Le 19 décembre 2024, la commission a déclaré la demande recevable.
Estimant la situation de Madame [J] [L] irrémédiablement compromise, la commission a imposé le 20 février 2025 un rétablissement personnel sans liquidation judiciaire.
Madame [D] [K], à qui cette décision a été notifiée par lettre recommandée avec avis de réception reçue le 28 février 2025, a adressé au secrétariat de la commission une contestation par lettre recommandée avec avis de réception expédiée le 18 mars 2025, courrier reçu le 24 mars 2025.
Le dossier a été transmis au greffe du juge des contentieux de la protection le 24 mars 2025.
Conformément aux dispositions de l’article R. 741-11 du code de la consommation, Madame [J] [L] et ses créanciers ont été convoqués à l’audience du 19 mai 2025, par lettre recommandée avec avis de réception.
A l’audience, Madame [J] [L], représentée par son conseil, expose que Madame [D] [K] a fait preuve de mauvaise foi. Elle précise qu’une ordonnance en référé en date du 15 octobre 2024 a prononcé la résiliation du bail et a expulsé la locataire, et que cette dernière est demeurée dans le logement jusqu’à la dernière minute. Elle souligne que la procédure de surendettement a été entamée par Madame [D] [K] quelques jours après la décision judiciaire, et qu’elle ne porte que sur une seule dette, la créance locative, qui s’élève à 20 000 euros. Elle considère que Madame [D] [K] est jeune et peut donc retrouver un emploi pour apurer la dette, et qu’en conséquence sa situation n’est pas irrémédiablement compromise.
Elle souligne enfin que la créancière est une personne âgée dont la pension de retraite est de 900 euros par mois.
A l’audience, Madame [D] [K], bien que régulièrement convoquée, n’est ni présente, ni représentée aux débats, de sorte que le jugement sera réputé contradictoire.
Par courrier reçu le 9 avril 2025, FRANCE TRAVAIL confirme le montant de sa créance de 906,35€, sans formuler d’observations complémentaires.

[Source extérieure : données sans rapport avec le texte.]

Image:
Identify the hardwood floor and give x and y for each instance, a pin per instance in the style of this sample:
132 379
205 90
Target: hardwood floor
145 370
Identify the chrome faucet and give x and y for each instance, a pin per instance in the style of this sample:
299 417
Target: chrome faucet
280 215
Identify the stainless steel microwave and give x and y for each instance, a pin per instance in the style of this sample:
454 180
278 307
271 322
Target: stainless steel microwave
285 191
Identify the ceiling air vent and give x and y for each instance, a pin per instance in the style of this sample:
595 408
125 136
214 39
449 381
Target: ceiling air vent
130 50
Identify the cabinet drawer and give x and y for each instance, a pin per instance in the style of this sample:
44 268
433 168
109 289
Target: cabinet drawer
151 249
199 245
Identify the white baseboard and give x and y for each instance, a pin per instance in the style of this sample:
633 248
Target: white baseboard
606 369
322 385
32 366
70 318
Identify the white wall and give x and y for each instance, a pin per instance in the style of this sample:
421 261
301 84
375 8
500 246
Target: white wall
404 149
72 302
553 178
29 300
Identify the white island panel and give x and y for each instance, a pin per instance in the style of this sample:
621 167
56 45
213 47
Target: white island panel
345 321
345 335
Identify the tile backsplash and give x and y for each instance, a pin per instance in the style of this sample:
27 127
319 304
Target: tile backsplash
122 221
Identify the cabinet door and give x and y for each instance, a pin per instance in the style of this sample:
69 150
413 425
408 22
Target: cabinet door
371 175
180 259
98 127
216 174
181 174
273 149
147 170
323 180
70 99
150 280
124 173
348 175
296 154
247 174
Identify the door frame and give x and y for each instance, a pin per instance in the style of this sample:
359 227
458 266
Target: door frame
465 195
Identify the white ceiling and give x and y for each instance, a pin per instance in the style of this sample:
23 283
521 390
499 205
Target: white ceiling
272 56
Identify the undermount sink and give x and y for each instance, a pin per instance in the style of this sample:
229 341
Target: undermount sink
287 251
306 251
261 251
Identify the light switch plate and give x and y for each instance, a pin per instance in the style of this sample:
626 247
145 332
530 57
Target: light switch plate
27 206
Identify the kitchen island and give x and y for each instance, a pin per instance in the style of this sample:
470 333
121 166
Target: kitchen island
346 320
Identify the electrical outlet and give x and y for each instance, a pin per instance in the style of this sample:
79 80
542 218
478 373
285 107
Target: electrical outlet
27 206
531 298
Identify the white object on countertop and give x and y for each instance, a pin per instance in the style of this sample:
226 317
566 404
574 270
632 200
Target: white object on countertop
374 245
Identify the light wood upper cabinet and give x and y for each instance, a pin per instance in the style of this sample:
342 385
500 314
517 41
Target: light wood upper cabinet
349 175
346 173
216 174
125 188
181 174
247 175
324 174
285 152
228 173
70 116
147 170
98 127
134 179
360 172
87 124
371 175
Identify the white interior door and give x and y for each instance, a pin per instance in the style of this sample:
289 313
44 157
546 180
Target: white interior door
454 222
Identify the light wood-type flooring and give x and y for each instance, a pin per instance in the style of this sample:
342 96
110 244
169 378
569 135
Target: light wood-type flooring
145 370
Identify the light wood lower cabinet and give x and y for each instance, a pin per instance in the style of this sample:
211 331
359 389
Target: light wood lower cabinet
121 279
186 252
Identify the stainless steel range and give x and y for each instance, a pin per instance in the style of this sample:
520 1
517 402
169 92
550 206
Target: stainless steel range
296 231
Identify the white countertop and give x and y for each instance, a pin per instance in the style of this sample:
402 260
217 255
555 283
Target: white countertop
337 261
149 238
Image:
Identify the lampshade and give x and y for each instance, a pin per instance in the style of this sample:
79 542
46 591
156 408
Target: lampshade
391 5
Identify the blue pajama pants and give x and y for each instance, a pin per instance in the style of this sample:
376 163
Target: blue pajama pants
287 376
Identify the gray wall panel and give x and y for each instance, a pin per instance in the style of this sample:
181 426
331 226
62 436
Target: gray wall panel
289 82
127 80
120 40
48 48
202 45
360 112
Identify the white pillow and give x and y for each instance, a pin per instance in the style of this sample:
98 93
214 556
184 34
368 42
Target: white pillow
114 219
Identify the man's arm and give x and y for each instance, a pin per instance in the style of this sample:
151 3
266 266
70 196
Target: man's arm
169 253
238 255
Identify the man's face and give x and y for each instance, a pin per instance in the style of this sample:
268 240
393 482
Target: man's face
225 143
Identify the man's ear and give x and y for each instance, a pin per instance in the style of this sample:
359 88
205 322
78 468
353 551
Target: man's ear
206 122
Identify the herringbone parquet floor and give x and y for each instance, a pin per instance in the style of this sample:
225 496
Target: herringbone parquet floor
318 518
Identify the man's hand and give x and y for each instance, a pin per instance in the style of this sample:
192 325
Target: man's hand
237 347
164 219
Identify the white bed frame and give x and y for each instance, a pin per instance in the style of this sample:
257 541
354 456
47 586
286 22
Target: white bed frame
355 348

Malgré signature de l’avis de réception de leurs lettres de convocation, les autres créanciers ne sont pas représentés et n’ont formulé aucune observation par écrit dans les conditions de l’article R.713-4 alinéa 5 du code de la consommation.
A l’issue des débats, la décision est mise en délibéré au 28 août 2025.
Par note en délibéré, le conseil de Madame [J] [L] a été autorisé à transmettre son dossier de plaidoirie.
MOTIFS DE LA DÉCISION
A titre liminaire, il sera rappelé aux créanciers concernés que ne peuvent être pris en compte les moyens exposés par courrier adressé au Tribunal, qui ne répondent pas aux conditions de l’article R.713-4 alinéa 5 du code de la consommation, lequel impose de justifier que « l’adversaire en a eu connaissance avant l’audience par lettre recommandée avec demande d’avis de réception ».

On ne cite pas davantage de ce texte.